We built an OpenStack environment with two controller nodes, two network nodes and two CEPH nodes.
The CEPH configuration was 12 osds per node and found a network node as the third monitor.
One day, we got the error message in syslog when we tried to delete 10 volumes at the same time.
After that, we can only send one request to CEPH on the same time, otherwise those requests will failed.

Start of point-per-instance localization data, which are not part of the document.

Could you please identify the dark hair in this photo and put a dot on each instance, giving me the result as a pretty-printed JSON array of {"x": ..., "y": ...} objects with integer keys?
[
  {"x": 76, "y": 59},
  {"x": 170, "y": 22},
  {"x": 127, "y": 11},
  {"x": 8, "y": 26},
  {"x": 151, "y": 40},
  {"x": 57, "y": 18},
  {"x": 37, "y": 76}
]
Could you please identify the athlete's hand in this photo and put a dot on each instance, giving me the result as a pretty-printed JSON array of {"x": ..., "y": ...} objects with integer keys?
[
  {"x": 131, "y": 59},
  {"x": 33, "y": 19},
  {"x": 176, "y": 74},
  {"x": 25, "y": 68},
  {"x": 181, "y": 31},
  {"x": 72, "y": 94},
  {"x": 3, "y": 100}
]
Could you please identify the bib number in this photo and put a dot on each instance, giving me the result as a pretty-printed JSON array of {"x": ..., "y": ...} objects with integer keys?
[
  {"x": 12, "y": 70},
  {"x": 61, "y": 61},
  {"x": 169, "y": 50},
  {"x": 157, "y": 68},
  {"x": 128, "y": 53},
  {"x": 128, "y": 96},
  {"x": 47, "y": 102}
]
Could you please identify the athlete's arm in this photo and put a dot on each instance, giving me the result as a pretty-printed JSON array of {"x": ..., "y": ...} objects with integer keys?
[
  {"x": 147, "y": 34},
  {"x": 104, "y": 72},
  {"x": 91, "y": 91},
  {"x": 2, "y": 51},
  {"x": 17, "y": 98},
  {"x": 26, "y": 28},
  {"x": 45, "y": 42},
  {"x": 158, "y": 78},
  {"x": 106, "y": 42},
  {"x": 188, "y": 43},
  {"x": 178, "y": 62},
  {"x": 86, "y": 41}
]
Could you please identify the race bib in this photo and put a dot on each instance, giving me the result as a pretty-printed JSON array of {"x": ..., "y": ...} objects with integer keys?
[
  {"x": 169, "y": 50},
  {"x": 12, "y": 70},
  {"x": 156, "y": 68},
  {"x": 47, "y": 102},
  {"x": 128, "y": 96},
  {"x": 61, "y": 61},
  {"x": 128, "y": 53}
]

How can I fix this problem?

The CEPH.conf:
[global]
fsid = 8964eed8-0e19-4a49-804b-af77af5f7243
mon_initial_members = network14, ceph-113, ceph-114
mon_host = 10.2.2.104,10.2.2.113,10.2.2.114
auth_cluster_required = cephx
auth_service_required = cephx
auth_client_required = cephx
log_file = /var/log/ceph/$cluster-$name.log
log_to_stderr = false
op_thread = 10

The error message:
May 24 09:51:52 ceph-113 cinder-volume13855: Thread::try_create(): pthread_create failed with error 112016-05-24 09:51:52.020 13888 DEBUG cinder.volume.drivers.rbd [req-dda2ad7b-be14-47bc-b59c-68763e699ed2 OpenStack-admin f787ce94530445deb691961ac581902c - - -] deleting rbd volume volume-5d21cf93-d024-4247-97d1-b0f827a08e89 delete_volume /usr/lib/python2.7/dist-packages/cinder/volume/drivers/rbd.py:718
May 24 09:51:52 ceph-113 cinder-volume13855: 2016-05-24 09:51:52.022 13888 DEBUG cinder.volume.drivers.rbd [req-48d5c8cb-0c20-4d4d-8715-f1c2db6d955e OpenStack-admin f787ce94530445deb691961ac581902c - - -] opening connection to ceph cluster (timeout=-1). connect_to_rados /usr/lib/python2.7/dist-packages/cinder/volume/drivers/rbd.py:322
May 24 09:51:52 ceph-113 cinder-volume13855: Thread::try_create(): pthread_create failed with error 11Thread::try_create(): pthread_create failed with error 11common/Thread.cc: In function 'void Thread::create(const char*, size_t)' thread 7fb365313700 time 2016-05-24 09:51:52.015839
May 24 09:51:52 ceph-113 cinder-volume13855: common/Thread.cc: 160: FAILED assert(ret 0)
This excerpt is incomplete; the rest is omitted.